Additional solicitor general S V Raju, for the ED, said the increase in profit is not the case of the central agency, many factual things happened prior to this increase, including the meetings.
“Something more than all this, otherwise the Cabinet cannot function…at this stage of bail, strictly res-judicata won’t apply to us. Where do you draw the line between policy and criminality?...how do you per se infer," the bench asked him.
The ASG claimed Sisodia is not an innocent person, and he and the other accused wanted to make money out of this exercise and the first step was to change the entire excise policy.
He said they constituted an Expert Committee (the Dhawan Committee) to go into this issue as earlier distributors used to get a 5 % margin. But now, “Ravi Dhawan Committee says to remove them and appoint government company distributors and retain 5 %."
“They wanted to get over the Ravi Dhawan Committee report so they invited objections from the public, which was a façade. There is evidence to show Sisodia engineered emails to show that,” Raju alleged.
He contended they made a case to not accept the Dhawan Committee’s report.
Raju said Sisodia was heading the Group of Ministers, who were in charges of this excise policy and he was also interacting with Vijay Nair, the media adviser of AAP, and Nair had nothing to do with excise policy and nothing to do with the government.
Raju said Nair was tasked to find out businessmen, who were willing to give kickbacks and for that, the accused could suitably tweak the excise policy.
“We have digital evidence to that effect…Rs 100 crore bribe was demanded to be used for the Goa elections.
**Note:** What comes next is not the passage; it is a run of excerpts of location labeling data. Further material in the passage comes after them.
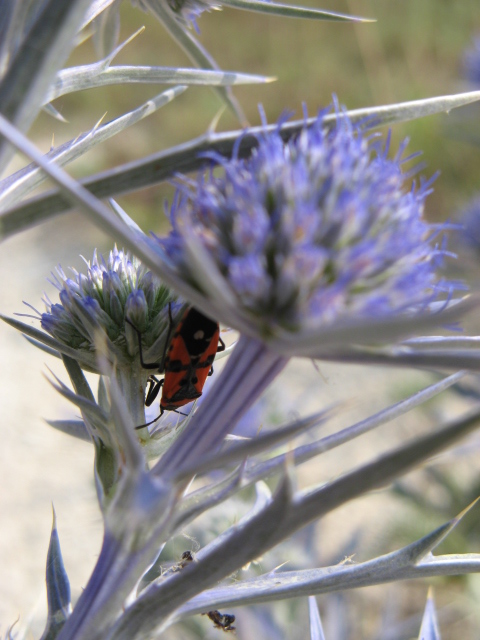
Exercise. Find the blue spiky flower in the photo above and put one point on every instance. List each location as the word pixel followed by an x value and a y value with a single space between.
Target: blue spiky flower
pixel 110 292
pixel 307 233
pixel 471 62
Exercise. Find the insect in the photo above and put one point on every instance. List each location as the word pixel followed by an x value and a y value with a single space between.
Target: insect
pixel 186 363
pixel 221 620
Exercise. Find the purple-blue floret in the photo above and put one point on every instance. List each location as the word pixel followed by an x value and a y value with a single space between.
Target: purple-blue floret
pixel 102 298
pixel 305 232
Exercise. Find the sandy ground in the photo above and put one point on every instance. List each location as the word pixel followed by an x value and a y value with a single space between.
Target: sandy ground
pixel 39 466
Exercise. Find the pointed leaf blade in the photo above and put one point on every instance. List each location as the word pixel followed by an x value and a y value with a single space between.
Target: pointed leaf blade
pixel 291 11
pixel 429 629
pixel 58 587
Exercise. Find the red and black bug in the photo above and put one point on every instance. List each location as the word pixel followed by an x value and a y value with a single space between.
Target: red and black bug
pixel 187 361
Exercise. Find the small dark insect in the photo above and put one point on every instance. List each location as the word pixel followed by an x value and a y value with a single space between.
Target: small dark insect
pixel 187 556
pixel 221 620
pixel 186 363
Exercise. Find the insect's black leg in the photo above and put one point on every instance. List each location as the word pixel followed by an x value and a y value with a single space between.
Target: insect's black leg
pixel 145 365
pixel 153 389
pixel 169 335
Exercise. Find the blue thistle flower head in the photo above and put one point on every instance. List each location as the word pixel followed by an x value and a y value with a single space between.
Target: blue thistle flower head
pixel 471 62
pixel 102 298
pixel 305 233
pixel 186 12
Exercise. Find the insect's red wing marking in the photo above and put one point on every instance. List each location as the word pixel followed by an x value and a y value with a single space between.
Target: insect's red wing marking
pixel 189 360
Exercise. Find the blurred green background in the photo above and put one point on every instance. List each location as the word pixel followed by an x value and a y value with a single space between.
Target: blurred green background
pixel 413 50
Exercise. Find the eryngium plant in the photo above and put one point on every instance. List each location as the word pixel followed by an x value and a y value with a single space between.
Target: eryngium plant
pixel 306 237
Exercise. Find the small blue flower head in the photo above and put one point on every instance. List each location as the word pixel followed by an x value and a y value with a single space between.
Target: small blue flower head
pixel 306 233
pixel 471 62
pixel 101 299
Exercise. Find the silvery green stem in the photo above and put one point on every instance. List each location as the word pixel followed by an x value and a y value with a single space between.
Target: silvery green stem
pixel 131 383
pixel 190 156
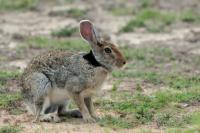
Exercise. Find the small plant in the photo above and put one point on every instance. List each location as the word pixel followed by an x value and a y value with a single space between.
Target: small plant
pixel 116 122
pixel 67 31
pixel 171 119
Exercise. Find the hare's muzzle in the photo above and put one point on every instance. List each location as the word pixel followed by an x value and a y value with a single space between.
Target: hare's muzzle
pixel 120 63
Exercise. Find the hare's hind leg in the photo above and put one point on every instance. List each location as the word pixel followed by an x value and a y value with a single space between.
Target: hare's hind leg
pixel 49 112
pixel 40 87
pixel 90 106
pixel 63 110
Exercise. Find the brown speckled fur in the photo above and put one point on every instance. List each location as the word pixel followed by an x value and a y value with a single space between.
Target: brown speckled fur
pixel 52 78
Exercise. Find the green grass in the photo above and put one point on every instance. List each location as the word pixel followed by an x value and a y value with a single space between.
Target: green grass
pixel 6 75
pixel 146 3
pixel 195 118
pixel 152 19
pixel 76 13
pixel 135 109
pixel 66 31
pixel 114 122
pixel 48 43
pixel 188 16
pixel 17 4
pixel 10 129
pixel 172 118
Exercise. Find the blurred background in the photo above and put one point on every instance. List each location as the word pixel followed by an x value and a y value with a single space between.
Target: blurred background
pixel 157 91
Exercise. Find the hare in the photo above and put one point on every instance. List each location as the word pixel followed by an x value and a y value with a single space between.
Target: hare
pixel 53 78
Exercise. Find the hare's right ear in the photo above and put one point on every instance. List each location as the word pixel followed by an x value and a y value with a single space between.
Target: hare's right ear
pixel 88 32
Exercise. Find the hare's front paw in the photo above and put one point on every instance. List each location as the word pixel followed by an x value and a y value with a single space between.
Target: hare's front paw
pixel 89 120
pixel 50 118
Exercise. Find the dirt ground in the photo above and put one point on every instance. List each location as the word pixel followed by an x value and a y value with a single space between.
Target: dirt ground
pixel 17 25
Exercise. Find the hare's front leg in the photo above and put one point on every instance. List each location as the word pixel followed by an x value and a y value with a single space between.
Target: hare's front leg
pixel 90 106
pixel 79 100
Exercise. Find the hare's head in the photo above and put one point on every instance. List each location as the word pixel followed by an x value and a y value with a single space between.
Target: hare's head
pixel 104 52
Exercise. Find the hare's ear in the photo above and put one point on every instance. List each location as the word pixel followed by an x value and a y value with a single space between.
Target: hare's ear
pixel 88 32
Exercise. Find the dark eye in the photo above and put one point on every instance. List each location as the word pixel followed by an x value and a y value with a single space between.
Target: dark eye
pixel 107 50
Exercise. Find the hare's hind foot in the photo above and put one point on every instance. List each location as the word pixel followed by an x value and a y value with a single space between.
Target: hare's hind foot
pixel 51 117
pixel 71 113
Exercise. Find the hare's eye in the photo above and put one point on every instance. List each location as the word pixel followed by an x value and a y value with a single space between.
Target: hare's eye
pixel 107 50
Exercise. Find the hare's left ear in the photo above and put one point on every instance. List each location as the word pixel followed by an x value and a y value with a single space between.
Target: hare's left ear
pixel 88 32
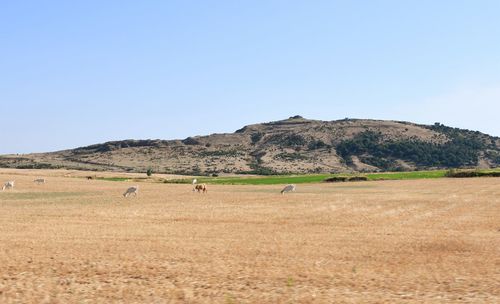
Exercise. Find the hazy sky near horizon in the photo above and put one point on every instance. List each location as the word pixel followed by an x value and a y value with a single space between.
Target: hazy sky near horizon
pixel 75 73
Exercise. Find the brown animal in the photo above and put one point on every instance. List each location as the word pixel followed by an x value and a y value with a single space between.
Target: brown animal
pixel 200 188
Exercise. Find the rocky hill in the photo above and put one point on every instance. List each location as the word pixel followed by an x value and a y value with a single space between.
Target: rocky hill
pixel 294 145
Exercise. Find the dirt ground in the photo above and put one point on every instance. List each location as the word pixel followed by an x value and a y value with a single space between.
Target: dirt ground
pixel 74 240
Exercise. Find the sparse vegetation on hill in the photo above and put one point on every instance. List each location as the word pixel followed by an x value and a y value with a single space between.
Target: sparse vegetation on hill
pixel 294 145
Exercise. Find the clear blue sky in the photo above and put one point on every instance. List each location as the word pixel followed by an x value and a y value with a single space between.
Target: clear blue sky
pixel 74 73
Out of which we can track Rs 45 crore, where it has gone and who has paid,” Raju said, alleging Sisodia was neck-deep in the excise policy scam.
He also argued that profit margins cannot be increased arbitrarily without reason.
"No tenders, but licence given to anyone who pays Rs 5 crore,” he claimed.
Senior advocate A M Singhvi, on behalf of Sisodia asked why the petitioner's liberty should be restricted for 17 months was the larger question.
“He is not a flight risk, cannot influence witnesses or tamper with evidence at this stage," he said.
The hearing would continue on next Monday.
Sisodia was arrested in the case on February 26, 2023. He sought bail in cases filed by the CBI and the ED.